>>>>> "Jeff" == Jeff Squyres <jsquyres_at_[hidden]> writes:
[...]
Jeff> Sounds reasonable.
very well :)
>> While trying to port this application to lam, I used the
>> following approach:
>>
>> 0. the master starts 1. then spawns a number of processes
>> 2. the master merges the just created intercommunicator with
>> its MPI::COMM_WORLD 3. the master sends initialization data to
>> the clients, using the new intracommunicator 4. the client(s)
>> start calculating, while the master blocks in a MPI_Recv()

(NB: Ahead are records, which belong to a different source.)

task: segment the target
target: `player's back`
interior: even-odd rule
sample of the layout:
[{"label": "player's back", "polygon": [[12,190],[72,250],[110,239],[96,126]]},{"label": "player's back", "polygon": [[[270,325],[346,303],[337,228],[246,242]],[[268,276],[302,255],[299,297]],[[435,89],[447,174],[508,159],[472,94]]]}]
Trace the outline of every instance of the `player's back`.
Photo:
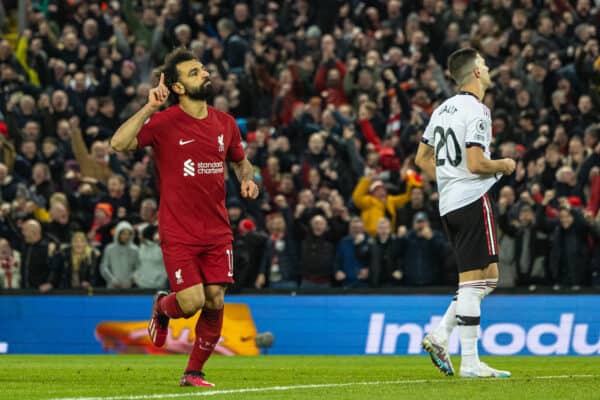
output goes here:
[{"label": "player's back", "polygon": [[491,124],[489,109],[471,94],[452,96],[433,111],[423,142],[435,153],[441,215],[472,203],[496,182],[495,176],[473,174],[467,166],[471,146],[490,158]]}]

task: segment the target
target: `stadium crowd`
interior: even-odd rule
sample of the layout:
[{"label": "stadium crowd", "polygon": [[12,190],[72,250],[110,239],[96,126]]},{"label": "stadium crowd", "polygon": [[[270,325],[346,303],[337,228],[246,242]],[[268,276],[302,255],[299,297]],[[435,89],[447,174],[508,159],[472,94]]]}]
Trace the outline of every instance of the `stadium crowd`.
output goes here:
[{"label": "stadium crowd", "polygon": [[414,153],[467,46],[495,82],[492,153],[518,161],[493,189],[499,286],[600,287],[591,0],[27,3],[27,29],[0,41],[2,288],[167,285],[151,151],[108,141],[177,46],[257,167],[250,201],[226,171],[234,290],[455,284]]}]

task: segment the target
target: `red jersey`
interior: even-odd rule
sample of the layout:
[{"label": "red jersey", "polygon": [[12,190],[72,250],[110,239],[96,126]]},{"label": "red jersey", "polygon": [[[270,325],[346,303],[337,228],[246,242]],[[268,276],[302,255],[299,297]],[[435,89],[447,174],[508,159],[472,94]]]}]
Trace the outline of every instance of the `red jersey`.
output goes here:
[{"label": "red jersey", "polygon": [[137,136],[152,146],[160,178],[159,232],[167,244],[231,242],[225,208],[226,161],[244,159],[239,128],[228,114],[208,107],[197,119],[179,104],[153,114]]}]

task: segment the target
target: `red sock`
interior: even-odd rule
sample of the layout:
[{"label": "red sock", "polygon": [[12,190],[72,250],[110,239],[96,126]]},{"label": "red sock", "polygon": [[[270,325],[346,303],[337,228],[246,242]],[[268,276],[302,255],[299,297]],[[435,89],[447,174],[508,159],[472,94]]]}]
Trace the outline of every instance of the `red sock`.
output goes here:
[{"label": "red sock", "polygon": [[177,302],[176,293],[171,293],[167,296],[161,297],[158,301],[158,311],[166,314],[169,318],[182,318],[185,317],[179,303]]},{"label": "red sock", "polygon": [[202,372],[204,363],[212,354],[221,337],[223,327],[223,309],[211,310],[203,308],[196,324],[196,341],[190,354],[186,372]]}]

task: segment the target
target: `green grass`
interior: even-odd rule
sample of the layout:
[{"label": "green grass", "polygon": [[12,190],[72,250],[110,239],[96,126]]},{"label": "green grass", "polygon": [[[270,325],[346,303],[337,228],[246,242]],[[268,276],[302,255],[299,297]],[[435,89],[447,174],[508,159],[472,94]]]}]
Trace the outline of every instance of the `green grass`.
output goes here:
[{"label": "green grass", "polygon": [[[1,356],[0,399],[141,396],[137,399],[598,399],[598,357],[483,357],[508,369],[510,379],[444,377],[426,357],[223,357],[205,370],[215,389],[180,388],[184,356]],[[460,365],[454,357],[455,367]],[[549,376],[569,376],[548,378]],[[407,382],[413,380],[413,382]],[[414,382],[416,380],[416,382]],[[356,385],[358,382],[379,384]],[[348,386],[232,392],[242,388],[345,384]],[[143,397],[155,395],[152,397]],[[194,396],[193,398],[196,398]],[[468,396],[468,397],[467,397]],[[130,397],[134,399],[135,397]],[[113,399],[117,400],[117,399]]]}]

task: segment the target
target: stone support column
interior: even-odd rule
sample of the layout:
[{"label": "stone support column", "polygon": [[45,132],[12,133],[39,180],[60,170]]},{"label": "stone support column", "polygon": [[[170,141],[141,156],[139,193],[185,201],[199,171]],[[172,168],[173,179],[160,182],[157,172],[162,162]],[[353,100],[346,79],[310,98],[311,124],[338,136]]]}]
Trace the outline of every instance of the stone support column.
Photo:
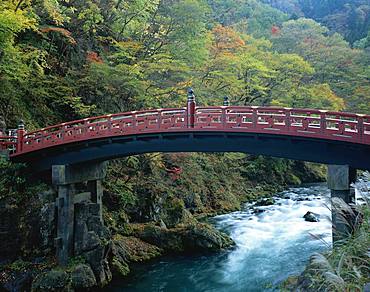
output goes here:
[{"label": "stone support column", "polygon": [[56,206],[58,209],[56,256],[60,265],[65,266],[73,256],[74,240],[74,185],[59,185]]},{"label": "stone support column", "polygon": [[[60,265],[67,265],[74,255],[74,205],[91,200],[99,206],[102,221],[101,180],[106,175],[106,163],[86,165],[53,165],[52,183],[58,191],[57,238],[55,239],[56,256]],[[87,182],[87,193],[77,194],[75,184]]]},{"label": "stone support column", "polygon": [[99,205],[99,217],[103,222],[103,186],[101,180],[91,180],[87,182],[87,190],[91,193],[91,201]]},{"label": "stone support column", "polygon": [[[355,202],[355,190],[351,184],[356,181],[356,169],[348,165],[328,166],[328,188],[331,198],[340,198],[347,204]],[[332,205],[333,243],[345,238],[350,228],[341,220],[338,208]]]}]

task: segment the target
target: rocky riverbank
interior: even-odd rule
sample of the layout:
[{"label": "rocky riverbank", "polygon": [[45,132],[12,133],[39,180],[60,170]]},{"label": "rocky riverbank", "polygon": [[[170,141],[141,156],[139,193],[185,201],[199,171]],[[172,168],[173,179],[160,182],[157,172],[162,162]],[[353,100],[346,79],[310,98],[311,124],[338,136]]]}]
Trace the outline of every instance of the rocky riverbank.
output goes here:
[{"label": "rocky riverbank", "polygon": [[[304,164],[292,164],[282,176],[278,171],[285,162],[279,162],[275,170],[263,170],[270,177],[267,184],[257,175],[260,170],[243,174],[245,156],[157,158],[146,155],[111,163],[104,183],[104,223],[95,204],[75,206],[75,257],[63,268],[54,258],[56,193],[47,185],[29,183],[22,167],[4,164],[9,183],[0,198],[0,231],[7,234],[0,251],[2,287],[8,291],[103,287],[113,277],[128,275],[133,263],[228,248],[234,244],[230,237],[201,223],[204,218],[239,210],[243,202],[262,197],[267,199],[260,205],[270,204],[270,194],[287,183],[322,179],[317,168],[309,171]],[[257,160],[249,165],[264,163]],[[182,171],[174,174],[170,171],[174,166]],[[306,176],[292,175],[293,168]]]}]

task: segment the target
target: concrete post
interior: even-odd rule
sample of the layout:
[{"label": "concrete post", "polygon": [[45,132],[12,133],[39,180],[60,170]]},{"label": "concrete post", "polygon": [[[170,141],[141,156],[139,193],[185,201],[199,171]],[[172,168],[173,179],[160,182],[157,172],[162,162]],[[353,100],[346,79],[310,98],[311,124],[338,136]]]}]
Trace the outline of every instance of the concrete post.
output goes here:
[{"label": "concrete post", "polygon": [[[52,182],[58,190],[56,205],[58,208],[57,238],[55,239],[56,256],[60,265],[65,266],[74,251],[74,204],[83,200],[92,200],[99,205],[102,221],[101,180],[106,175],[106,163],[86,165],[53,165]],[[88,182],[90,193],[77,194],[76,183]]]},{"label": "concrete post", "polygon": [[[328,166],[328,188],[331,190],[331,198],[340,198],[345,203],[354,203],[355,190],[351,184],[356,181],[356,169],[347,165]],[[345,238],[350,228],[339,219],[338,210],[332,206],[333,243]]]}]

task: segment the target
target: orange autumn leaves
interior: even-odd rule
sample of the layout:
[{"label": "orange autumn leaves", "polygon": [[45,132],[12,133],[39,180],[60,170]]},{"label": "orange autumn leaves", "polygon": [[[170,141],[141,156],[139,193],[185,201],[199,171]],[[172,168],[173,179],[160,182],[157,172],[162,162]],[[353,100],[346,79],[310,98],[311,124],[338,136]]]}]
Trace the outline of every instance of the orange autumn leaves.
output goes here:
[{"label": "orange autumn leaves", "polygon": [[217,25],[212,30],[213,44],[211,54],[233,54],[245,46],[245,41],[230,27]]}]

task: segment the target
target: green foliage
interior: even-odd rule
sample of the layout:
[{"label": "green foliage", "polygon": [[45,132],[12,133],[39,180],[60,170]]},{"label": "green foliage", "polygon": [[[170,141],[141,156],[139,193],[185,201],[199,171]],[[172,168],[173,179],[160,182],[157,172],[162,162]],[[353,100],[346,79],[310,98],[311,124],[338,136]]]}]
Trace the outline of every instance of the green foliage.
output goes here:
[{"label": "green foliage", "polygon": [[271,3],[20,3],[0,6],[0,114],[9,126],[177,107],[189,86],[210,105],[228,95],[234,104],[368,110],[366,39],[351,49]]},{"label": "green foliage", "polygon": [[[362,112],[365,107],[368,111],[369,105],[365,106],[357,94],[364,92],[363,88],[369,84],[366,77],[369,55],[364,50],[351,49],[342,36],[327,35],[327,31],[311,19],[290,20],[273,38],[274,47],[279,52],[299,54],[315,69],[313,78],[321,85],[308,88],[305,93],[307,96],[311,91],[316,100],[327,99],[324,103],[319,101],[318,106],[326,104],[336,109]],[[335,96],[343,98],[345,104]]]},{"label": "green foliage", "polygon": [[68,261],[68,265],[66,267],[66,271],[71,272],[74,267],[76,267],[79,264],[85,264],[86,260],[82,256],[74,256],[71,257]]},{"label": "green foliage", "polygon": [[26,190],[26,179],[20,175],[24,165],[0,158],[0,199],[18,197]]}]

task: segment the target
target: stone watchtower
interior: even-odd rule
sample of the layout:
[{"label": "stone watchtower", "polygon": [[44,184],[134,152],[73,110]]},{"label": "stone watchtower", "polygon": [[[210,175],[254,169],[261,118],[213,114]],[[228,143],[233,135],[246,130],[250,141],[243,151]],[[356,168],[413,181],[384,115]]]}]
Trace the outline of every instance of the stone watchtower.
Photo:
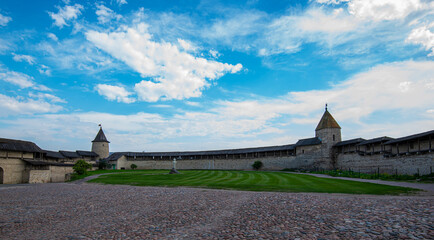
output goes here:
[{"label": "stone watchtower", "polygon": [[109,156],[109,143],[100,125],[99,132],[92,141],[92,152],[98,154],[99,159],[107,158]]},{"label": "stone watchtower", "polygon": [[332,147],[336,143],[342,141],[342,138],[341,127],[327,110],[327,104],[325,107],[325,112],[315,129],[315,137],[318,137],[321,140],[321,155],[323,157],[323,163],[326,165],[324,167],[332,167],[331,165],[334,164]]}]

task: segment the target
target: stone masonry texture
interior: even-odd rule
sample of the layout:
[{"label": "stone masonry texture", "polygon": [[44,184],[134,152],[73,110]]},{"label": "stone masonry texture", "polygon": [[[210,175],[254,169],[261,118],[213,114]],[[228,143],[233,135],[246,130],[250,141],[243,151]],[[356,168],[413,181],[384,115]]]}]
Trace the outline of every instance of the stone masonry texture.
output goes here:
[{"label": "stone masonry texture", "polygon": [[433,196],[0,188],[0,239],[433,239]]}]

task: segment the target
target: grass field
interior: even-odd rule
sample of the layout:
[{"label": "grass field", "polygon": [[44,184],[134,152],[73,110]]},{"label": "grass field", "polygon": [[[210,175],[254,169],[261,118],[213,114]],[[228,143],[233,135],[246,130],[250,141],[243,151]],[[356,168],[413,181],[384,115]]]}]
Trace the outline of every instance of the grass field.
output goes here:
[{"label": "grass field", "polygon": [[410,194],[415,189],[309,175],[263,171],[184,170],[167,174],[168,170],[136,170],[102,175],[89,182],[133,186],[201,187],[247,191],[321,192],[350,194]]}]

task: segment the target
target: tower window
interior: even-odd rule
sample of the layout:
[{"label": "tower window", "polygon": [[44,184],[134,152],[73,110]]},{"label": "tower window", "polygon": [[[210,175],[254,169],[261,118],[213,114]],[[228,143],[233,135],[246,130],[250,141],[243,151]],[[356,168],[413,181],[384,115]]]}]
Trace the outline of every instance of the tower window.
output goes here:
[{"label": "tower window", "polygon": [[336,141],[336,140],[335,140],[335,135],[334,135],[334,134],[333,134],[333,141]]},{"label": "tower window", "polygon": [[301,153],[304,153],[304,150],[301,150]]}]

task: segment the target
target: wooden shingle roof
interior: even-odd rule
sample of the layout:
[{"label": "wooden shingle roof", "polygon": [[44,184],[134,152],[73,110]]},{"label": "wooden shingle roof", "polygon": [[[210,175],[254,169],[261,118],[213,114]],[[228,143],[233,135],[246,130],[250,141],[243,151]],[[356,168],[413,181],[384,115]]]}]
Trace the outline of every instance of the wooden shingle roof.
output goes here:
[{"label": "wooden shingle roof", "polygon": [[60,152],[54,152],[54,151],[48,151],[48,150],[45,150],[45,152],[47,153],[46,154],[47,158],[57,158],[57,159],[65,158]]},{"label": "wooden shingle roof", "polygon": [[65,158],[80,158],[77,152],[59,151]]},{"label": "wooden shingle roof", "polygon": [[61,167],[74,166],[74,164],[70,164],[70,163],[68,164],[68,163],[58,163],[58,162],[47,162],[47,161],[28,160],[28,159],[23,159],[23,161],[33,166],[61,166]]},{"label": "wooden shingle roof", "polygon": [[0,150],[14,152],[44,152],[44,150],[39,148],[38,145],[33,142],[7,138],[0,138]]},{"label": "wooden shingle roof", "polygon": [[363,141],[366,141],[366,140],[363,138],[354,138],[354,139],[338,142],[334,145],[334,147],[340,147],[340,146],[346,146],[346,145],[356,145],[356,144],[359,144]]},{"label": "wooden shingle roof", "polygon": [[188,152],[115,152],[111,154],[106,160],[117,160],[122,156],[127,157],[142,157],[142,156],[206,156],[206,155],[225,155],[225,154],[246,154],[256,152],[272,152],[272,151],[291,151],[295,149],[294,144],[270,146],[270,147],[257,147],[257,148],[239,148],[239,149],[226,149],[226,150],[209,150],[209,151],[188,151]]},{"label": "wooden shingle roof", "polygon": [[378,138],[365,140],[365,141],[359,143],[358,145],[362,146],[362,145],[367,145],[367,144],[384,143],[384,142],[387,142],[390,140],[393,140],[393,138],[384,136],[384,137],[378,137]]},{"label": "wooden shingle roof", "polygon": [[301,146],[311,146],[311,145],[318,145],[318,144],[321,144],[321,139],[319,139],[318,137],[313,137],[313,138],[300,139],[295,144],[295,146],[301,147]]},{"label": "wooden shingle roof", "polygon": [[82,157],[98,157],[99,156],[95,152],[91,152],[91,151],[77,150],[76,152],[77,152],[78,155],[80,155]]},{"label": "wooden shingle roof", "polygon": [[105,137],[104,131],[102,128],[99,129],[98,134],[96,135],[95,139],[92,142],[107,142],[110,143],[107,138]]},{"label": "wooden shingle roof", "polygon": [[423,133],[418,133],[418,134],[413,134],[413,135],[406,136],[406,137],[396,138],[396,139],[393,139],[393,140],[386,142],[385,144],[394,144],[394,143],[412,141],[412,140],[416,140],[418,138],[425,138],[425,137],[428,138],[430,136],[431,136],[431,139],[434,138],[434,130],[423,132]]},{"label": "wooden shingle roof", "polygon": [[333,118],[333,116],[325,110],[324,114],[322,115],[321,120],[318,123],[318,126],[316,127],[315,131],[324,129],[324,128],[341,128],[339,124],[336,122],[336,120]]}]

Jeff> You might want to change this step a little -- from your
Jeff> description, it sounds like this will force a serialization
Jeff> of the process. You might want to use MPI_Irecv and get an
Jeff> MPI_Request out of it. Then you can go do other things
Jeff> while the client is computing (e.g., go spawn more clients),
Jeff> and periodically do an MPI_Test or MPI_Wait to see if the
Jeff> request has finished (assumedly, you'll build up an array of
Jeff> MPI_Requests, one for each outstanding client, or perhaps
Jeff> just a single receive using MPI_ANY_SOURCE).
Jeff> Just a suggestion.
actually I issue a MPI_Recv using MPI_ANY_SOURCE. If I have a cluster
with N processors, I spawn N slaves. So the master blocks doing
nothing while the N slaves use all the computing power.
[...]
>> At this point, I am clueless. Does lam support this behavior
>> from the master/slave programs, i.e. slaves exiting before
>> master and then master spawning news slaves? I hope some lam
>> guru (or maybe just someone who isn't a newbie like i am) will
>> help.
Jeff> Yes, LAM supports this.
Jeff> However, it sounds like you are using MPI slightly
Jeff> incorrectly. What communicator are you using in the spawn
Jeff> call? The specific error message that LAM is giving you is
Jeff> saying that you are spawning over a communicator that now
Jeff> has a dead process in it. I suspect that this means that
Jeff> you're using a communicator that used to contain a child,
Jeff> but that child has now exited.
Jeff> The overriding principle here is that once a child exits,
Jeff> you can never use that communicator again. Even better --
Jeff> you should probably free the intercommunicator that you got
Jeff> back from MPI_Comm_spawn (and any other communicators that
Jeff> you made from it) when the child exits. That way, the
Jeff> parent effectively has no memory of that child.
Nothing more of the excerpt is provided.